I was raised in a home filled with music. My mother played piano on one of those giant uprights that I sure wish I had back. So many memories attached to that piece of wood, wire and ivory. My sister had a record player. Eventually, Santa brought my brother and me a phonograph/8-track cassette combo on wheels. But, to this day, I have a soft spot in my heart for music played on a piano.
I remember being outside every chance I could as a youngster in the 1960s. Mid-spring temperatures invited my young soul to spend the afternoon hours doing anything outdoors. Riding my bicycle. Digging holes in the yard for no reason at all. Climbing trees. Building dirt dams across the ditch beside the house. Searching for crawdads under rocks in the creek behind our small, white framed house on Gibson Street. Not a single, solitary worry in the world.
We didn’t have air conditioning. A powerful attic fan did the trick. Mom would leave the front door open with only a screen door separating inside versus outside. Eventually, she would settle down to play and as she did, the notes would drift out, carried on the gentle breeze like a siren’s song to bewitch all who heard the enchanting sound. It wound through fences and swaying tree limbs, traveling up the street and even to the creek, reaching my ear like a hummingbird to nectar. The sound was familiar and reassuring.
In my head, I sang along with what I was hearing, because putting my voice to the tune would scare away any signs of wildlife within a three block perimeter.
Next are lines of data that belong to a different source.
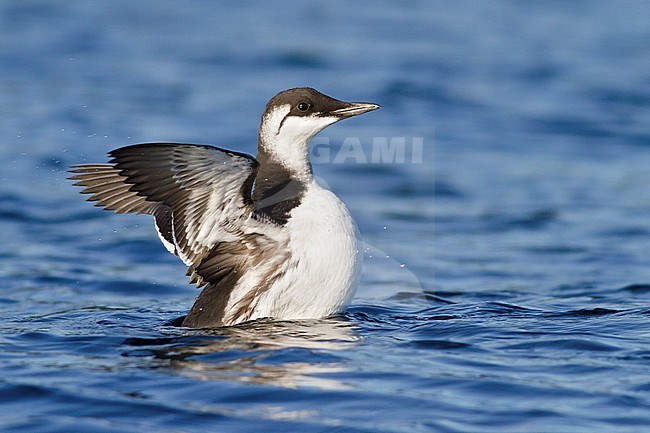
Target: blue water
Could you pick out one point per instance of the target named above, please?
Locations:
(507, 273)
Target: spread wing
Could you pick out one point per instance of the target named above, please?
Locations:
(200, 198)
(194, 192)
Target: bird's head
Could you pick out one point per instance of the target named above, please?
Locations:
(293, 117)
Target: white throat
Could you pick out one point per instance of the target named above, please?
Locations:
(286, 138)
Even the crawdads.
I heard hymns that I had learned from several years each Sunday at Parkview Methodist Church. Songs from the old Cokesbury hymnal and Old Folks Singing at Tull. Everything from the doxology to “This is My Father’s World” to “Amazing Grace” to “His Eye is on the Sparrow.” I was as familiar with them as I was my own face.
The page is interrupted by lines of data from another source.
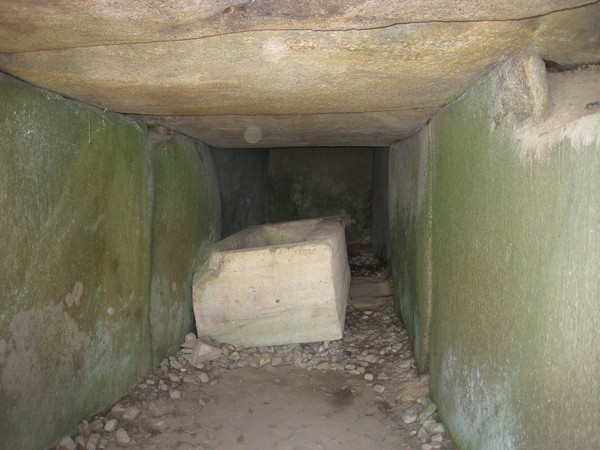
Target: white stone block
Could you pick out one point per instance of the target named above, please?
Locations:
(274, 284)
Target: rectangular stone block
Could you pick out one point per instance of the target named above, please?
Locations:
(274, 284)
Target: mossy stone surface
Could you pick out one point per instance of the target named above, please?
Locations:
(513, 341)
(186, 218)
(74, 262)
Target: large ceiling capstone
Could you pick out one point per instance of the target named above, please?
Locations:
(274, 73)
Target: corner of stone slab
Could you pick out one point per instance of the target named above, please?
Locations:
(523, 91)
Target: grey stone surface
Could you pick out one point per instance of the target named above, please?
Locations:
(303, 298)
(294, 74)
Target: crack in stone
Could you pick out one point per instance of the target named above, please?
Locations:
(316, 30)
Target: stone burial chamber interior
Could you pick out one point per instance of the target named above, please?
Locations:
(458, 140)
Later in life my love for these old hymns and my mother’s playing grew when I found how she learned the piano in the first place. Once, as a young girl in Tull, she accompanied her father to the bottom lands where he would plow. While there, he placed a row of rocks on the ground and told her to imagine them to be a piano keyboard. My grandfather, or PawPaw, loved music and especially singing. I believe he passed that love to his eager daughter. He told her which notes went with each rock. He taught her about chords. But most of all, he taught her how to listen. How to hear the notes. How to feel the rhythm. That music was more than scratches on paper. It was an expression of emotion that should be played with feeling.
As that youngster back in the ’60s, the sound from that old piano was pleasant, most of the time. At others, it was my mother’s version of an alarm clock. It would go off in the morning before school at a time 15 minutes earlier than her answer to the question that my brother and I yelled to her, “What time is it?”
Her fingers would glide across the keys with extra gusto to her special rendition of “Reveille,” accompanied with vocals of “It’s time to get up, It’s time to get up, It’s time to get up in the morning!” I guess in all things there must be balance, good offset by bad.
As I have aged more than a half-century since that simpler time, I have come to realize that the whole balance thing has disappeared. Now, it’s all good.
I know that a piano is an inanimate object. After all, I am a rational grown-up on the precipice of senior citizenship. But the argument can be made that, through my mother, that mass of wood, string and ivory came to life, and through it, a love of music was passed to me through my ears, just as it had been to my mother through rocks at the river bottoms in Tull.
It’s no wonder I have a soft spot in my heart for music played on the piano.